I first came across Craig, Daniel Craig, in a little gangster movie called Layer Cake way back in the dark ages, 2004 I think it was. I’d never see him before and he hadn’t been outed as the next Bond then, but I really enjoyed that movie, and he seemed to me to do a pretty good job in the acting stakes. My wife has long waxed lyrical about a guy called Dougray Scott – when Dan Dan the action man hangs up the keys to his DB5 she would love to see Mr Scott takeover. You can check him out here as the Bad Guy with the Big Gun in Mission Impossible 2.
I won’t spoil Skyfall for you if you intend to see it, but what what did strike me about it is this. Like Batman before him, here we have another broken hero. Roger Moore used to gad about, wooing the chicks and dropping villains at the flash of a raised eyebrow. Pausing just long enough to flick the dust from his shoulder. Suave and sophisticated, he never broke a sweat, or a bone, just a few hearts and the speed limit. And he was always attired in a good suit. Even if it was sometimes bright yellow.
However, early in Skyfall we find the superspy looking anything but super. The man in the bat suit was seen limping on a cane earlier this year. Well, here’s Mr Bond, as we’ve not been expecting him, drinking too much and playing hooky from his day job. ‘Enjoying death,’ as he puts it. Though he looks more haunted than happy. Any one of us probably dreams of being able to find a way out sometimes. A place without the pressure. Away from the various responsibilities placed on us, and the difficult nature of normal life. To disappear from it once in a while would be great, thanks very much. M. Scott Peck began his bestseller The Road Less Travelled with the line – ‘Life is difficult.’

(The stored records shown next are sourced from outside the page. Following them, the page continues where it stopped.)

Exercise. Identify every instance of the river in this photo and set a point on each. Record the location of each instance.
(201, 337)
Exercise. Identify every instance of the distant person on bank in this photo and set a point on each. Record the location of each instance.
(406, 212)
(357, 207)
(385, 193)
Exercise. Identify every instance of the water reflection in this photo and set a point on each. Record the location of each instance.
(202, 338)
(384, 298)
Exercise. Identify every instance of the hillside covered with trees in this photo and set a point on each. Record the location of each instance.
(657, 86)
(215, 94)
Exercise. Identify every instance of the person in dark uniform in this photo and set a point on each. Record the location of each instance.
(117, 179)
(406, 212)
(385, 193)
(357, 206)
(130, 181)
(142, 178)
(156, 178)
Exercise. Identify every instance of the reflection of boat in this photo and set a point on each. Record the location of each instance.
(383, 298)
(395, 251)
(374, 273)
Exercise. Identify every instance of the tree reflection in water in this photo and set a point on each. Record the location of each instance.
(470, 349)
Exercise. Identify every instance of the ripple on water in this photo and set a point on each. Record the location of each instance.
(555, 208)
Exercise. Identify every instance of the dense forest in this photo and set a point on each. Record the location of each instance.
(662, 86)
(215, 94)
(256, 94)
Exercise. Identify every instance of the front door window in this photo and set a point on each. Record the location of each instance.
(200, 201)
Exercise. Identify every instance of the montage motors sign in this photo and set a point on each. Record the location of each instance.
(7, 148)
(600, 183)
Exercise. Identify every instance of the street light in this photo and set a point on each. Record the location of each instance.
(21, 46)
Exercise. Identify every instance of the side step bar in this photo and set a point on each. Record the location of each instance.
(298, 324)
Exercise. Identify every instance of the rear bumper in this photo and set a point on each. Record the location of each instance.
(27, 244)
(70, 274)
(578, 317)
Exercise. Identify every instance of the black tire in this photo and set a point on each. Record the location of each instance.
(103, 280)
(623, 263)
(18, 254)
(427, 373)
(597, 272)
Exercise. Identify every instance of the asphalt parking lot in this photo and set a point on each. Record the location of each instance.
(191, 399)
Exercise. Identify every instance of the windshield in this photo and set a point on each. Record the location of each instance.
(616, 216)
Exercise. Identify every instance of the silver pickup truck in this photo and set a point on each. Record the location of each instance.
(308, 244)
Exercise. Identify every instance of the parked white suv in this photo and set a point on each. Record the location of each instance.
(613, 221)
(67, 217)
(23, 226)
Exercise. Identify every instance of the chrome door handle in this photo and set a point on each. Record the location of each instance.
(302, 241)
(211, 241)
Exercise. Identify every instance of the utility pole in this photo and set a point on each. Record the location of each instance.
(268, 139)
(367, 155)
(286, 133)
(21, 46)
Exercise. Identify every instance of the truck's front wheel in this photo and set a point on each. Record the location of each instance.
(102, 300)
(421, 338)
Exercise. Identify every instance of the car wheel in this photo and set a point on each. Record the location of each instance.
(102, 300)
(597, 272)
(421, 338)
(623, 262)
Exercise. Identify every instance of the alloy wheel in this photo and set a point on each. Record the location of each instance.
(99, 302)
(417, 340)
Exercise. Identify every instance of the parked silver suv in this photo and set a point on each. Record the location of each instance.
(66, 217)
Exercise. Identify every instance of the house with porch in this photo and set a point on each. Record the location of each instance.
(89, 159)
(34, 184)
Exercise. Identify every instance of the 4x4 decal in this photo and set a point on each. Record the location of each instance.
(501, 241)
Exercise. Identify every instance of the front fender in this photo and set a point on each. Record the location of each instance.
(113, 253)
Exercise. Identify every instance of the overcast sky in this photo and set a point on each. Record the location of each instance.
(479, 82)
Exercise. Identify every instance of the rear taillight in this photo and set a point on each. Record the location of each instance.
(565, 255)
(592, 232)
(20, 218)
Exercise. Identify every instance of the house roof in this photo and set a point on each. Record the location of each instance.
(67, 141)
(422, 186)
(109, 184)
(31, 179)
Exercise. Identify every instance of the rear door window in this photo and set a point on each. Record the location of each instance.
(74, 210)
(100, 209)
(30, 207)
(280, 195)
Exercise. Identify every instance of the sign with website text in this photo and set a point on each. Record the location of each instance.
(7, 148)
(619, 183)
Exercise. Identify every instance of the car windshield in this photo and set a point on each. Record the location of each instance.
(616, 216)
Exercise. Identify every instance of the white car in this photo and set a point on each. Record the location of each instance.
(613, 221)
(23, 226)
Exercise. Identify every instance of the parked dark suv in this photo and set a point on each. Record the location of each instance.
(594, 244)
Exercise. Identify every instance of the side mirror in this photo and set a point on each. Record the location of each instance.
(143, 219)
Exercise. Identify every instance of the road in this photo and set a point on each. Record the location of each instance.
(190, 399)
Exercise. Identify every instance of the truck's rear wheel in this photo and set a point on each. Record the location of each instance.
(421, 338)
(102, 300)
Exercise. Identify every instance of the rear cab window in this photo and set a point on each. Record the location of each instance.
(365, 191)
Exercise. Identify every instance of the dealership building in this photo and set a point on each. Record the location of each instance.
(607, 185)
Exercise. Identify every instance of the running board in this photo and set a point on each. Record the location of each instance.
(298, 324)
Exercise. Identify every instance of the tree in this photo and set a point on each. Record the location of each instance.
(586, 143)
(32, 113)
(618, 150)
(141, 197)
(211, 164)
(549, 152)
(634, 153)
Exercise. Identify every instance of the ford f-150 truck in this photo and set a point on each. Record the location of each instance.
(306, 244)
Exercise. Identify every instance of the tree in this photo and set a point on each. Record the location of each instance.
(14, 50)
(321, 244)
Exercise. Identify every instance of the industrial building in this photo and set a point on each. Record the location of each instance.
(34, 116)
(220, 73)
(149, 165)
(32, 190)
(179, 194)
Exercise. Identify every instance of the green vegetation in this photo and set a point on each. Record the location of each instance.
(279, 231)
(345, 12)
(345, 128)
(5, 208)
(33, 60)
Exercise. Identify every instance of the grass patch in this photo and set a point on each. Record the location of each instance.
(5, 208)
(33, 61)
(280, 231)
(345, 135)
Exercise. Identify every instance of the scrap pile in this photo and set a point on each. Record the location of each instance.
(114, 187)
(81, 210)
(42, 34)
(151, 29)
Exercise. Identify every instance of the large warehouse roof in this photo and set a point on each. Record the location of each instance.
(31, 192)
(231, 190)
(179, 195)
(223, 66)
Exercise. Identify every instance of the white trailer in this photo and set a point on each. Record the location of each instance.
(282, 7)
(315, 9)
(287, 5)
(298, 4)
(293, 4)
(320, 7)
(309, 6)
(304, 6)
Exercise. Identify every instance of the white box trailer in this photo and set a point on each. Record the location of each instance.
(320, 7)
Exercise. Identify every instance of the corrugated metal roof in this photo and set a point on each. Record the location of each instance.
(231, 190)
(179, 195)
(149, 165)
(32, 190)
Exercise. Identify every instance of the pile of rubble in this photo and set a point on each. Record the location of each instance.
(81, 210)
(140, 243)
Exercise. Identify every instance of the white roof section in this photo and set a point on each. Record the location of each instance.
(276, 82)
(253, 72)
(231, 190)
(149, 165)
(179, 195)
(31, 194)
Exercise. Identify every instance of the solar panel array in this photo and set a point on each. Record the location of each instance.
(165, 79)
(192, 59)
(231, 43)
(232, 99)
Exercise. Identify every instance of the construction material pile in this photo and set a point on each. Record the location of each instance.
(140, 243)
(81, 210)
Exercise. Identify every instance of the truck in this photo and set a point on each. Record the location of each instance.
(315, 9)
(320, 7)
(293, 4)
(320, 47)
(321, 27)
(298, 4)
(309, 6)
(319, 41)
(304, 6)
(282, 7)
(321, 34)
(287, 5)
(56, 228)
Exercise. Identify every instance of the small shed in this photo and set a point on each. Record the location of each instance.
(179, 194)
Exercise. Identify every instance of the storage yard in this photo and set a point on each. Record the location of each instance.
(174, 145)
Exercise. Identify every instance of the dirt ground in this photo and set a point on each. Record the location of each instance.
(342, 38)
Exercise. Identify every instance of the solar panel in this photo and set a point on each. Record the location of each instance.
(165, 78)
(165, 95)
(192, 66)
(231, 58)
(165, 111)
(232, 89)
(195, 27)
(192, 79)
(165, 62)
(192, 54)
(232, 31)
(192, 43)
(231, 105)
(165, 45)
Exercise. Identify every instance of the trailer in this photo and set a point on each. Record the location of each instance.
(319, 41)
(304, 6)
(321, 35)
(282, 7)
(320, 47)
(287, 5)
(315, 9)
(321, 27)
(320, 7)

If you’re a Christian it can perhaps feel heretical to say that out loud. We can we feel we somehow have to defend God by having impossibly perfect lives. We feel that we must somehow have everything sorted out and be doing okay. To not be defeated by our troubles, to be ‘more than conquerors’. Especially if others seem to be coping fine. But the reality is different. Many of us fall apart at times, and sometimes spectacularly so. And following Jesus does not inoculate us from the problems. In Biblical terms when the heat in the kitchen got too much – Jonah jumped ship, Gideon hid in a wine factory, Abe, Moses and Jake all fled, like 007, to foreign countries. Jesus lived a very hard life himself and like Mr Bond was tempted to duck out of his tough role. He entered our world and deliberately plunged himself into the harsh realities of our everyday existence He felt at times lonely, heartbroken, misunderstood and frustrated. When a group of folks come looking for him and he felt the pressure of expectation bearing down upon him he said (out loud) ‘What shall I do? Pray for some way out of this?’ Scott Peck followed his opening line about the hardships of life with this one – ‘Life is difficult. Accept that truth and you transcend it.’ Not easy, but profound all the same. When I expect life to be straightforward I am often floored by it. I feel disappointed and destroyed again. And Jesus understands this, he said in one of his stories that some people give up on their faith when they discover life is still full of troubles and difficulties. But to face the realities and wrestle with them can be a helpful thing, a godly thing even. It’s just not very easy. And often frightening And sometimes like Mr Bond and Batman, we find ourselves limping into the darkness to find shelter. I do anyway.